SETTING AND PARTICIPANTS:

Of the 898 consecutive patients approached in the preoperative assessment clinic and surgical navigation center, 575 (64%) consented and completed the questionnaires in <5 minutes and were included in the analysis.

MEASURES:

Sleep questionnaire responses and frequency of inpatient postoperative META.

RESULTS:

With an affirmative response to ≥3 questions on either questionnaire, 65% of patients enrolled were at risk for OSA. Of these, 3.1% sustained an META. In patients at risk for OSA, META occurred in 7.6% (SB+) and 7.2% (IS+) vs 2.5% (SB+) and 1.7% (IS+) for low risk.
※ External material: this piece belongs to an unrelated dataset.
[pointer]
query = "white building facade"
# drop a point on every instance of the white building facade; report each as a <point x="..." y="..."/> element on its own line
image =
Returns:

METAs were disproportionately higher among patients aged ≥65 years (6.3% vs 1.7%; P < .018), American Society of Anesthesiologists (ASA) physical status class ≥3, and IS+. All patients with META positively answered ≥3 of 15 components of the 2 questionnaires.

CONCLUSIONS/IMPLICATIONS:

Preoperative, self-administration of SB and IS questionnaires is feasible. Overall, 65% of those with affirmative responses to ≥3 questions were at risk for OSA and associated with a disproportionate number of postoperative META in older patients. Additionally, risk of OSA identified by preoperative sleep questionnaires was associated with postoperative META among older adults. Use of clinical tools and OSA questionnaires may improve preoperative identification of META in this population.